The deal with Iran is a mistake. An important question to ask American leadership is, “What is America’s current long-term strategic plan in the Middle East, and how does a nuclear Iran fit in?” Cue the crickets.
Regardless of whether we should have been in Iraq the second time around, we were there and we owed it to the Iraqi people (and the Kurds) to see it through. Instead, Obama pulled out and surrendered our queen to Iran, leaving the region ripe for ISIS’s picking and with Iran firmly in charge of the Middle East chessboard. America will also leave Afghanistan with the Taliban firmly in charge. “Epic fail” comes to mind, and any fifth grader could analyze the situation in Afghanistan and Iraq, count to over a trillion taxpayer dollars, add up the loss of American life, and tell you these were two very bad plans poorly executed by two American presidents.
We are in one of the longest periods of sustained combat operations in the history of America, and it has taken its toll on the soul of this country.
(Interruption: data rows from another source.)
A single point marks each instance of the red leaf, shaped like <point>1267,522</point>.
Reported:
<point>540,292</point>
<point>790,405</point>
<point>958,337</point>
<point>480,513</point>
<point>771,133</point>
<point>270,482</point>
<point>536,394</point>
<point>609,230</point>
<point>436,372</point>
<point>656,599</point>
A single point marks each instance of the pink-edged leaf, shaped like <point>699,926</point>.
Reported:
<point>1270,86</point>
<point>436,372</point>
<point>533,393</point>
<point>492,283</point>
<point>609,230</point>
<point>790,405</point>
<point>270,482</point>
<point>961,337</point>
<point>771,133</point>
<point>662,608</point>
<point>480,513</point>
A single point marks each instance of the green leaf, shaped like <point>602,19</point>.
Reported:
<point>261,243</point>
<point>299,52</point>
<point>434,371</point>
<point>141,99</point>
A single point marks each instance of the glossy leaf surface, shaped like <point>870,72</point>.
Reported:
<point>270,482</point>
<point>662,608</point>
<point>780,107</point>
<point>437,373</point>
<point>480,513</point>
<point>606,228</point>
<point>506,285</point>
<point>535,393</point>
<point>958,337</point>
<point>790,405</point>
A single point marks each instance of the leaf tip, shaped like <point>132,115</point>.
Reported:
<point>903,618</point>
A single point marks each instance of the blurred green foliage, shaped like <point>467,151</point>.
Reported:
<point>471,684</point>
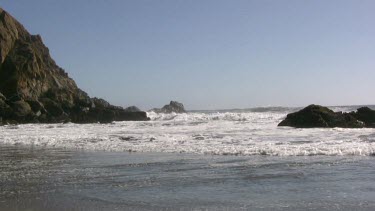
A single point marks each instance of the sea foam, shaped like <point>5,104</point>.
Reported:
<point>218,133</point>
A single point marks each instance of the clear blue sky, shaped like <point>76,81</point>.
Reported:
<point>211,53</point>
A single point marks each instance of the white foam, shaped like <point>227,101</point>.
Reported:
<point>227,133</point>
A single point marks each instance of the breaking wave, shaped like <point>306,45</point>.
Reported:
<point>215,132</point>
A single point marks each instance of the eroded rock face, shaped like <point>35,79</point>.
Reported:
<point>318,116</point>
<point>173,106</point>
<point>33,88</point>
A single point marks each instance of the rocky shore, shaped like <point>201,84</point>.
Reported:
<point>318,116</point>
<point>34,89</point>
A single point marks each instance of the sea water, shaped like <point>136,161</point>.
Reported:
<point>205,160</point>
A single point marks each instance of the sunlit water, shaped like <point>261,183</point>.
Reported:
<point>225,160</point>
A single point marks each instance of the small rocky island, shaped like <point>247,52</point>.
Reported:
<point>172,107</point>
<point>34,89</point>
<point>318,116</point>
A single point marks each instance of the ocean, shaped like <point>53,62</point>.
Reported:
<point>203,160</point>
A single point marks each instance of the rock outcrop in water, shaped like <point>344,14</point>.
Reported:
<point>173,106</point>
<point>318,116</point>
<point>33,88</point>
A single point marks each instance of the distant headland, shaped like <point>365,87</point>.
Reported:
<point>34,89</point>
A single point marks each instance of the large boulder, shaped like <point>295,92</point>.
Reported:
<point>366,115</point>
<point>132,109</point>
<point>173,106</point>
<point>318,116</point>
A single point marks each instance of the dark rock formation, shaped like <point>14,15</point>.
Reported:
<point>34,89</point>
<point>132,109</point>
<point>319,116</point>
<point>173,106</point>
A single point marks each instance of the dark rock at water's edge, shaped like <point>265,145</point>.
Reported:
<point>33,89</point>
<point>173,106</point>
<point>314,116</point>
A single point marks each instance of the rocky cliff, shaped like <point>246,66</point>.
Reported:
<point>33,88</point>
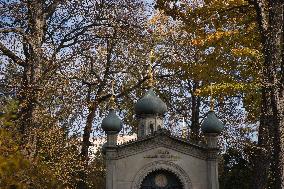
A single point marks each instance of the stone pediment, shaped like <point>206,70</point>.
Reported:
<point>161,138</point>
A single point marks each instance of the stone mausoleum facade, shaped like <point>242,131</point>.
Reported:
<point>157,159</point>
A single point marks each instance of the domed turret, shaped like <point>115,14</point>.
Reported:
<point>111,123</point>
<point>150,104</point>
<point>211,124</point>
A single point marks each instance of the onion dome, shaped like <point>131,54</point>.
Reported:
<point>111,123</point>
<point>104,148</point>
<point>212,124</point>
<point>150,104</point>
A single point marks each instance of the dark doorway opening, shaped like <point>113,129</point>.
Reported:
<point>161,179</point>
Civil and political liberties have been tossed aside in the name “patriotism.”
“Although September 11th was horrible, it didn’t threaten the survival of the human race, like nuclear weapons do.”—Stephen Hawking
Citing the current deal with Iran as a win for Obama is like America spiking the football after dropping two atomic bombs on Japan; it’s ludicrous, and both situations are no-win for humanity.
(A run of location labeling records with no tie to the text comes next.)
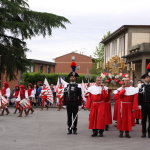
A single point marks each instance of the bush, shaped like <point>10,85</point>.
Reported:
<point>53,77</point>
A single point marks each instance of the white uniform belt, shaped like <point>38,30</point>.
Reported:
<point>98,102</point>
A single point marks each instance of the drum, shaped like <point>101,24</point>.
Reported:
<point>25,103</point>
<point>13,100</point>
<point>4,101</point>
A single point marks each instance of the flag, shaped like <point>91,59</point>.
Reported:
<point>83,90</point>
<point>49,92</point>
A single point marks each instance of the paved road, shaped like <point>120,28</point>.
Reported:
<point>46,130</point>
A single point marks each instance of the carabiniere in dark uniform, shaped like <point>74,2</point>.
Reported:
<point>72,101</point>
<point>144,101</point>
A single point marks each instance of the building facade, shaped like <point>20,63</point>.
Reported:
<point>84,63</point>
<point>132,44</point>
<point>37,66</point>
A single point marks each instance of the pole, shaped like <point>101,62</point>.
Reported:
<point>73,121</point>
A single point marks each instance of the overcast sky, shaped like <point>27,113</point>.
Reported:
<point>90,20</point>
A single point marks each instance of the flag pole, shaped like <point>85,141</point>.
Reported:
<point>73,121</point>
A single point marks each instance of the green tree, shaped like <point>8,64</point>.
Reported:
<point>99,56</point>
<point>18,23</point>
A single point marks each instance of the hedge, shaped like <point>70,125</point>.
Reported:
<point>53,77</point>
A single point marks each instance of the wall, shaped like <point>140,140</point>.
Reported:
<point>63,63</point>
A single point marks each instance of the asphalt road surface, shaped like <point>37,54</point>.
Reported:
<point>46,130</point>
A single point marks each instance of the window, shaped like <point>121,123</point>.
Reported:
<point>48,69</point>
<point>32,68</point>
<point>121,44</point>
<point>40,68</point>
<point>73,58</point>
<point>78,67</point>
<point>107,52</point>
<point>114,48</point>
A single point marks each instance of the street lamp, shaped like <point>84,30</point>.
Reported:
<point>0,69</point>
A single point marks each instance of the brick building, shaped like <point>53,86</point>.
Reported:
<point>84,63</point>
<point>132,43</point>
<point>37,66</point>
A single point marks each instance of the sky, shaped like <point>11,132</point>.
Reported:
<point>90,21</point>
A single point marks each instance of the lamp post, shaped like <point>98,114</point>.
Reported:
<point>0,70</point>
<point>131,69</point>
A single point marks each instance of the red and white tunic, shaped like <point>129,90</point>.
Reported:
<point>96,104</point>
<point>128,101</point>
<point>59,94</point>
<point>108,114</point>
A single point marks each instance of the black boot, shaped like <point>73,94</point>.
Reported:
<point>69,131</point>
<point>94,133</point>
<point>32,110</point>
<point>101,133</point>
<point>121,134</point>
<point>7,111</point>
<point>127,134</point>
<point>75,131</point>
<point>137,121</point>
<point>143,135</point>
<point>2,112</point>
<point>106,128</point>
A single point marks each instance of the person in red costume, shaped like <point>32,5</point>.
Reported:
<point>21,96</point>
<point>30,95</point>
<point>59,95</point>
<point>73,66</point>
<point>108,114</point>
<point>15,95</point>
<point>96,104</point>
<point>128,97</point>
<point>43,96</point>
<point>138,113</point>
<point>5,93</point>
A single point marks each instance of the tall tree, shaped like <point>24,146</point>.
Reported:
<point>99,56</point>
<point>18,23</point>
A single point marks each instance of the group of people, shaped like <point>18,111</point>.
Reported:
<point>24,98</point>
<point>131,104</point>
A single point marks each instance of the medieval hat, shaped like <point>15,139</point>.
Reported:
<point>73,74</point>
<point>147,74</point>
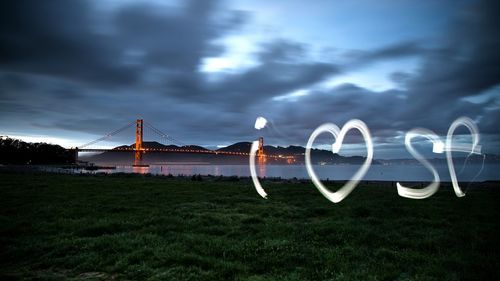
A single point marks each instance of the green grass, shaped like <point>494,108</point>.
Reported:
<point>59,227</point>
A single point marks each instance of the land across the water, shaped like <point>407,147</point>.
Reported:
<point>139,227</point>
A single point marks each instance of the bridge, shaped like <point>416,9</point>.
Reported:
<point>139,150</point>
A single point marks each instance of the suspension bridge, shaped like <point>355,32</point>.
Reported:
<point>176,146</point>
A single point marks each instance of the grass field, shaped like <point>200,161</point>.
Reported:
<point>59,227</point>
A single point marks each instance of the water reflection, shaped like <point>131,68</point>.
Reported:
<point>332,172</point>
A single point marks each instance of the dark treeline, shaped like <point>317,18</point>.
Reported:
<point>13,151</point>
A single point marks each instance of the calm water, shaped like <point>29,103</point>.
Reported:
<point>471,172</point>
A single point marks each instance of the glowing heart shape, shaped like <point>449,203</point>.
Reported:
<point>339,135</point>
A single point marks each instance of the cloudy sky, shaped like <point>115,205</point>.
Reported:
<point>202,71</point>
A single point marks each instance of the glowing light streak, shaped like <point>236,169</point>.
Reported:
<point>430,189</point>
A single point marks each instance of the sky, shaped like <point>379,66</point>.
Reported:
<point>203,71</point>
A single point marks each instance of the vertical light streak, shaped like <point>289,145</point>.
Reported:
<point>429,190</point>
<point>476,148</point>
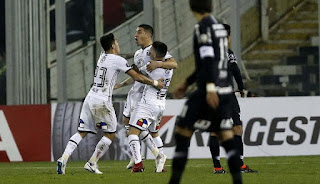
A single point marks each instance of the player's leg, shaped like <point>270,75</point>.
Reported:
<point>183,133</point>
<point>148,140</point>
<point>224,127</point>
<point>182,137</point>
<point>215,153</point>
<point>127,111</point>
<point>71,146</point>
<point>125,121</point>
<point>101,148</point>
<point>105,119</point>
<point>238,131</point>
<point>83,130</point>
<point>135,147</point>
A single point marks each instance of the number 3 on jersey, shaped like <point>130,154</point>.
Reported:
<point>100,76</point>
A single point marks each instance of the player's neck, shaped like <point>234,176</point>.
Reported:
<point>147,44</point>
<point>158,59</point>
<point>111,51</point>
<point>199,16</point>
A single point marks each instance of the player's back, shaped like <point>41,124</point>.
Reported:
<point>151,95</point>
<point>210,41</point>
<point>105,75</point>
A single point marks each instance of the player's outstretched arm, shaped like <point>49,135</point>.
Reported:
<point>124,83</point>
<point>168,64</point>
<point>127,56</point>
<point>143,79</point>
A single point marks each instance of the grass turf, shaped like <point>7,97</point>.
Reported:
<point>272,170</point>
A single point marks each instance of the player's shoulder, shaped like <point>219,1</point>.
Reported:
<point>139,51</point>
<point>231,56</point>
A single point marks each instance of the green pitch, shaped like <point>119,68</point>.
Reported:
<point>272,170</point>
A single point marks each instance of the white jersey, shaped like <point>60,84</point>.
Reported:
<point>151,95</point>
<point>105,75</point>
<point>141,58</point>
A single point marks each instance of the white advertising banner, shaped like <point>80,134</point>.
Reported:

Something we keep hearing throughout this negotiation is the idea that Iran wants to build their nuclear capabilities exclusively “for peaceful applications.” In other words, for nuclear energy production, not for weapons. This is the international-diplomacy version of saying, “I buy Playboy magazine for the articles.” There is only one sane response to both claims: “Uh-huh. Sure you do.”
And even if Iran were going to build a nuclear program purely for energy production, my response would be, “And just how the hell is that supposed to be a good thing?”
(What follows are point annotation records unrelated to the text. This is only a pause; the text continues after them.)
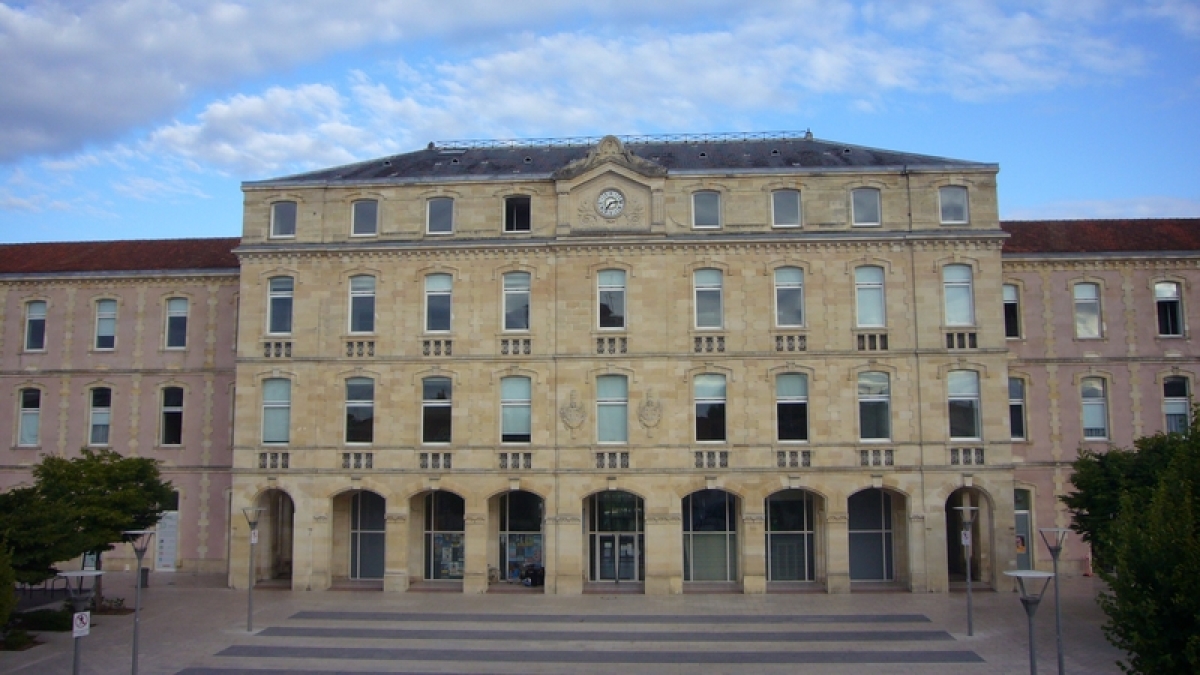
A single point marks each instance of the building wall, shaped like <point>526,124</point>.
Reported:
<point>136,369</point>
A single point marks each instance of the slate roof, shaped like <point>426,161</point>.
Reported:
<point>1102,236</point>
<point>538,159</point>
<point>145,255</point>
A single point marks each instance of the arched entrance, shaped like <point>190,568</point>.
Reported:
<point>444,541</point>
<point>981,531</point>
<point>876,527</point>
<point>359,536</point>
<point>791,536</point>
<point>519,517</point>
<point>616,537</point>
<point>711,536</point>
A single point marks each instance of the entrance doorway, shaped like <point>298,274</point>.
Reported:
<point>616,537</point>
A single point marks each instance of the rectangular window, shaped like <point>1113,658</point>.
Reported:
<point>438,288</point>
<point>706,209</point>
<point>869,297</point>
<point>1087,310</point>
<point>964,404</point>
<point>789,297</point>
<point>865,204</point>
<point>958,294</point>
<point>792,406</point>
<point>709,396</point>
<point>708,286</point>
<point>106,324</point>
<point>276,410</point>
<point>516,214</point>
<point>612,408</point>
<point>30,417</point>
<point>172,416</point>
<point>785,208</point>
<point>1012,311</point>
<point>283,219</point>
<point>439,216</point>
<point>363,304</point>
<point>516,401</point>
<point>1170,315</point>
<point>1096,408</point>
<point>359,410</point>
<point>1176,404</point>
<point>101,416</point>
<point>177,323</point>
<point>365,216</point>
<point>280,305</point>
<point>516,300</point>
<point>436,410</point>
<point>874,406</point>
<point>611,291</point>
<point>1017,407</point>
<point>953,201</point>
<point>35,326</point>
We live in the 21st century. This is a time in history when America and the free world should be looking for less risky, more sustainable energy sources as alternatives to nuclear energy. Instead, we find Secretary Kerry negotiating with state sponsors of terror to give them their own nuclear capability and calling it a win when it’s three steps backward for humanity.
If America wants to display exemplary leadership, then we should inform the rest of the world that we are leading a global coalition to dismantle all nuclear weapons, for good, forever. America would also be wise to look at Germany’s plan to get rid of nuclear energy as a power source by 2022. Chernobyl and Fukushima are excellent examples of the extreme downside of the expensive energy source. (You don’t see anybody running for the hills in “Walking Dead” fashion when a solar or wind turbine farm goes down.) The amount of money needed to build, maintain, and secure nuclear facilities is staggering (just look at the U.S. Department of Energy’s $12.6B annual budget), and I don’t see the long-term return on investment.
A world where nuclear weapons still exist is not a world I wish upon my own children and future generations of America. The thought that we still have weaponized nuclear warheads in America, and would be willing to deploy them today, killing hundreds of thousands of innocent people, is pure insanity to me.
And making a deal with a country like Iran to further their nuclear capacity? That’s just fucking crazy.